His first job was as a dishwasher at a local hotel. There, Tran would stay after his shifts and help the pantry person with their prep. When that person called out sick one day, Tran was there to fill in their spot. He stepped up, and continued to move through the brigade of roles in the hotel kitchen.
He was cooking for a living because he needed to pay rent, but he also loved to learn, and he began to realize that cooking was something he was good at. “I’m very calm. I never yell, never rush,” he says, describing his kitchen demeanor, “For some reason, I’m very good at this.” After slowly moving up to sous chef, Tran was encouraged by his chef to enroll in the Culinary program at the local community college. He obtained his two-year Associates of Arts Degree and became the general manager of the hotel. “I didn’t realize I loved it this much.”
All aspects of the food and beverage industry fascinated Tran, and so after learning what he could from the hotel, he moved into fast food. For two years he worked as the general manager for all of Rochester’s four Hardee’s locations. The franchise, he explains, helped him learn the business side of food: not only how to make profits, but also the importance of understanding what the clientele wants.
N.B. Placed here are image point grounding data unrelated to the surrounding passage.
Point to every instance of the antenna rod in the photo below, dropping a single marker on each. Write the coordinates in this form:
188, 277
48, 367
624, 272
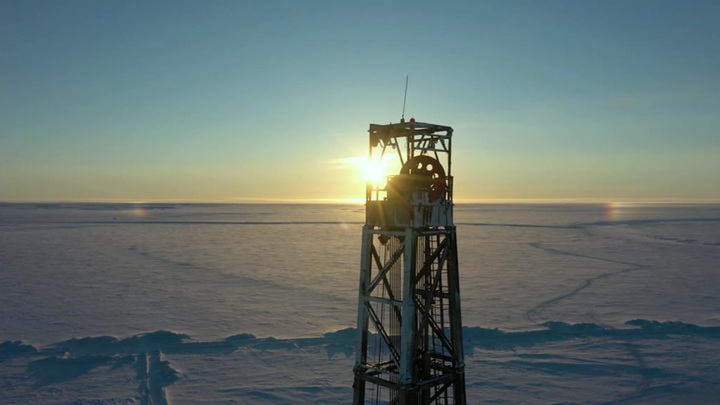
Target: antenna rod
404, 98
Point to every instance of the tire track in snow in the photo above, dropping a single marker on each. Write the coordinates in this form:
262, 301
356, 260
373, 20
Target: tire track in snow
533, 314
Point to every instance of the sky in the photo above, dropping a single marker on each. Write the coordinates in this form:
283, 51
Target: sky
250, 101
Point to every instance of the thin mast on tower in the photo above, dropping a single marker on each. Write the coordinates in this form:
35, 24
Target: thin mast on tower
409, 346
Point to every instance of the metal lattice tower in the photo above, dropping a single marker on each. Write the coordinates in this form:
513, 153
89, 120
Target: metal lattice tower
409, 332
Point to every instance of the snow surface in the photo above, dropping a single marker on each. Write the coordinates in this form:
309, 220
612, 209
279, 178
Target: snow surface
253, 304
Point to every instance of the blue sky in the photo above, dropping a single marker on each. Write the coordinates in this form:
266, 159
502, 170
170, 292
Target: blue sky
253, 101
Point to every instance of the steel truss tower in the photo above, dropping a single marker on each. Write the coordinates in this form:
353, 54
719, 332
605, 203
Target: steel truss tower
409, 347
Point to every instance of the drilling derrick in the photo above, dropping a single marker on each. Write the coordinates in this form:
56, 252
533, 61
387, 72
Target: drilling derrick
409, 345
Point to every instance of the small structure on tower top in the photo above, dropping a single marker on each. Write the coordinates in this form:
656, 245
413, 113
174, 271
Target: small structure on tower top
409, 330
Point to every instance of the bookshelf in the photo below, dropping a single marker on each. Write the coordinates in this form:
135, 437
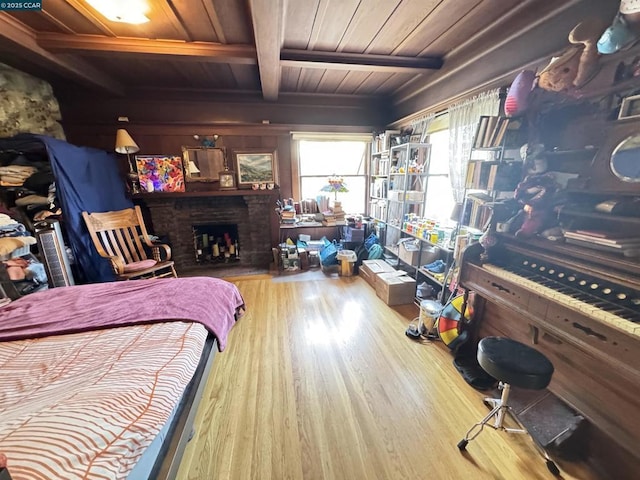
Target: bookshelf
493, 171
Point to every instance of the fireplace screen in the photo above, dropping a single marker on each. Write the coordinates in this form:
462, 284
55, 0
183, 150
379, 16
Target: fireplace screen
216, 243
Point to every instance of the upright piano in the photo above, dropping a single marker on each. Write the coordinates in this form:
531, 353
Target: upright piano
580, 306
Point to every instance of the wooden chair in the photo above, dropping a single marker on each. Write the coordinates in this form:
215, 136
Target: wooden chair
121, 237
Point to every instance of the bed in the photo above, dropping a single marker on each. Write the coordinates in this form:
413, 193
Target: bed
103, 380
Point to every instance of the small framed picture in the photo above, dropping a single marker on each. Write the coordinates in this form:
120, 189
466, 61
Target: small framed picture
630, 107
255, 167
160, 173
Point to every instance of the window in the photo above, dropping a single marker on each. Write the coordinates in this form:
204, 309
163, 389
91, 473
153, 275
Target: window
321, 159
439, 202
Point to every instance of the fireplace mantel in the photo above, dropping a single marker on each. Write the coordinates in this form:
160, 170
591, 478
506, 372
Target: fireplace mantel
204, 193
173, 214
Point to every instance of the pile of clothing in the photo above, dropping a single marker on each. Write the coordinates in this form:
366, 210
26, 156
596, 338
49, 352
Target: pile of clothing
25, 271
15, 175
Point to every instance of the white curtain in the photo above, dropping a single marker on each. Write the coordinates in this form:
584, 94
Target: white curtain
463, 119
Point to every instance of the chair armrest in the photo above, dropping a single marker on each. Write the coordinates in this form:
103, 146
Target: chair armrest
157, 255
116, 264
Then came Cheap Charlie’s. According to Tran, he was just in the “right place at the right time” when he became the owner of the legendary diner in 1997. The owner of Cheap Charlie’s was looking for someone who could take over and continue the tradition: He wanted the menu to stay the same, with everything made from scratch. For two weeks, Tran worked with the outgoing owner in the kitchen, proving that he could handle the rushes and respect the food. A banking friend offered a personal loan; Tran was able to source the rest. The sale was made.
Being Asian in a predominantly white city in Minnesota, Tran was apprehensive about whether or not folks would accept him right away as the new owner. “People are afraid of change,” he explains. For the first six months that he owned Cheap Charlie’s, he did not tell anyone. In fact, he asked the outgoing owner if he would do him a favor and stay around, pretending to work there. Tran wanted the customers and staff to be able to slowly adapt to him. He talked to the regulars until they all knew him, and he quietly gave the staff raises. Tran acted as a kitchen manager under the old owner for nearly a year before he felt confident everything would be normal.
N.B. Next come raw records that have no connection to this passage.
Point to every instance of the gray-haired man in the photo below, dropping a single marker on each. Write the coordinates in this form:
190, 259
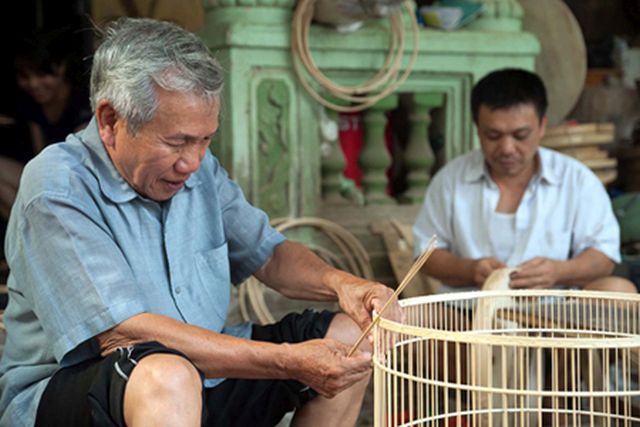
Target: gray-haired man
122, 244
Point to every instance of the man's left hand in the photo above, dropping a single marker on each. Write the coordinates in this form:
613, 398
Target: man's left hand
359, 297
537, 273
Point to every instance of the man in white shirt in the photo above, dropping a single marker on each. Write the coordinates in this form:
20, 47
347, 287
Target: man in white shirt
513, 203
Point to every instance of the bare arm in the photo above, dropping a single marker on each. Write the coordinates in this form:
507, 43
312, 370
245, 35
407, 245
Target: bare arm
454, 270
321, 364
297, 272
542, 272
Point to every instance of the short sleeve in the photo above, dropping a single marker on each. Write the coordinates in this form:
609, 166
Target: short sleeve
595, 223
251, 239
69, 266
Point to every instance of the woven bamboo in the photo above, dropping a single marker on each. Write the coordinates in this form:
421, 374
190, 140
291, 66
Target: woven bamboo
543, 358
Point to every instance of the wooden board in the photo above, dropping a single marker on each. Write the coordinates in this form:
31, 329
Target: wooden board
577, 139
585, 153
571, 129
562, 62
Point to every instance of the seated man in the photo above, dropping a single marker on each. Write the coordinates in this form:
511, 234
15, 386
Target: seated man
122, 243
513, 203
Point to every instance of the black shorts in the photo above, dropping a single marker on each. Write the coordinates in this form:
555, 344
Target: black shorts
92, 393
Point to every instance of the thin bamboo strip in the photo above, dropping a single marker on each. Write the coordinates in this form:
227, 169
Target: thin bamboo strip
431, 246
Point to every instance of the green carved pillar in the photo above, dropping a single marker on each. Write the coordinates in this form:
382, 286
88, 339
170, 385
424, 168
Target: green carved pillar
374, 158
333, 161
499, 15
418, 156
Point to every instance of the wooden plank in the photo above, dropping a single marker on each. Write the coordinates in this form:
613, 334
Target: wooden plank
578, 139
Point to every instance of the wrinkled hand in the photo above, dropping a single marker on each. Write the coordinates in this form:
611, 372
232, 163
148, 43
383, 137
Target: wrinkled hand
483, 267
537, 273
323, 365
359, 297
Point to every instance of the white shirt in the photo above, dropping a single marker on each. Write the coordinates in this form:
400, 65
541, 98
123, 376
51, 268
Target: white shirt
564, 211
503, 234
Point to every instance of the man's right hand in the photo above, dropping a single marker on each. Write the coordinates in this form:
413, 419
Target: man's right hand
323, 365
483, 267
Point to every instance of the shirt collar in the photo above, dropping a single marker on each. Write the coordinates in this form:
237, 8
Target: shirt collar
547, 173
112, 184
477, 168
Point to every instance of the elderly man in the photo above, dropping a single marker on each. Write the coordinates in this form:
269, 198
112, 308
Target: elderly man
513, 203
122, 244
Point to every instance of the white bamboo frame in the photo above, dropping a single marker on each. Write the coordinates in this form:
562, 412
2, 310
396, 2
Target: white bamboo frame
554, 358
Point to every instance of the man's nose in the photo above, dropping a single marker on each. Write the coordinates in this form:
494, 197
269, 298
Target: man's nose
189, 160
507, 145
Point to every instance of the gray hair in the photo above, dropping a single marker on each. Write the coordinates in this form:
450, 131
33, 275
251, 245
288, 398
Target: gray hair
138, 54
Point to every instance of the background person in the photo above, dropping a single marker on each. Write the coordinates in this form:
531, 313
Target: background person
514, 203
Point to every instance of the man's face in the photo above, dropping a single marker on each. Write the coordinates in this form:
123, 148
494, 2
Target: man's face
163, 154
510, 138
43, 87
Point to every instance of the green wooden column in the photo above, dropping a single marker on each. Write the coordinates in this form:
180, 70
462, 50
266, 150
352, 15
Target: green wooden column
333, 161
418, 156
374, 158
499, 15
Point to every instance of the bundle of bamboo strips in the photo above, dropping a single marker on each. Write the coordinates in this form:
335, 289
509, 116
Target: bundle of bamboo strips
584, 142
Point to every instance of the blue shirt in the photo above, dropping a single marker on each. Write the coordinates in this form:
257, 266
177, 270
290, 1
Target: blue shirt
564, 211
87, 252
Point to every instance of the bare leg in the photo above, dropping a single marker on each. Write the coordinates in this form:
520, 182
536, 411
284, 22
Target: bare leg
163, 390
611, 284
343, 409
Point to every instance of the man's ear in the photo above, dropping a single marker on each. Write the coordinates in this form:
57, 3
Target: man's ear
543, 126
109, 122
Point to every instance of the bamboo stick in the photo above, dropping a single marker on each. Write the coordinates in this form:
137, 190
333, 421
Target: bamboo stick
407, 279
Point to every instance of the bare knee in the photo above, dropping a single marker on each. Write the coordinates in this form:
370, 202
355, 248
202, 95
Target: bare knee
344, 329
612, 284
162, 384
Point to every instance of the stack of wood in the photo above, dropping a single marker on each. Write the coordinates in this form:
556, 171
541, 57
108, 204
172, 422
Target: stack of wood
584, 142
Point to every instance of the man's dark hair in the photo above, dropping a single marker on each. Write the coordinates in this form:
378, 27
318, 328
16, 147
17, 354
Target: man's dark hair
508, 88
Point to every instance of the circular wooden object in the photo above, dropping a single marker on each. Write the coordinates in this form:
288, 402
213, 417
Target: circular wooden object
562, 62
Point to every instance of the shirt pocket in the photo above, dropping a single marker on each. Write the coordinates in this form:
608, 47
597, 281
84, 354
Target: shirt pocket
213, 287
556, 244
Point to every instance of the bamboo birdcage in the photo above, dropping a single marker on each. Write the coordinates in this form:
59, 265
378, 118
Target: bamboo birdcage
510, 358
Over the years, Tran’s wife, Jenna, was able to quit her department store job and join him at the restaurant. He has added a few menu items — a western omelet and lasagna special — but nothing has been taken away. At Cheap Charlie’s you can count on the portions being big and the prices low — he’s a chef who cuts the sirloin himself to keep the cost down, and then uses the trimmings for beef gravy. For him, it doesn’t matter if it is a 5-star hotel or a diner, “ you got to know who your clientele is. What do they love?”
Over the years Tran has fallen in love with his restaurant and what it means for the city of Rochester. He feels fortunate that he and his wife have been able to keep their doors open. Like many others, their business has barely survived the pandemic. But a GoFundMe campaign set up by his daughter helped get them through the shutdown. “I consider myself a very lucky guy. Considering where I am and where I am coming from. I’m not surprised by anything anymore.”
Looking ahead, he would eventually like to help another immigrant family that would like to settle down and take over the restaurant: “I want them to be a success.”
But that will probably be much further in the future. For now, David Tran enjoys waking up early and working with his wife. He isn’t ready to give up yet. “We still love it.”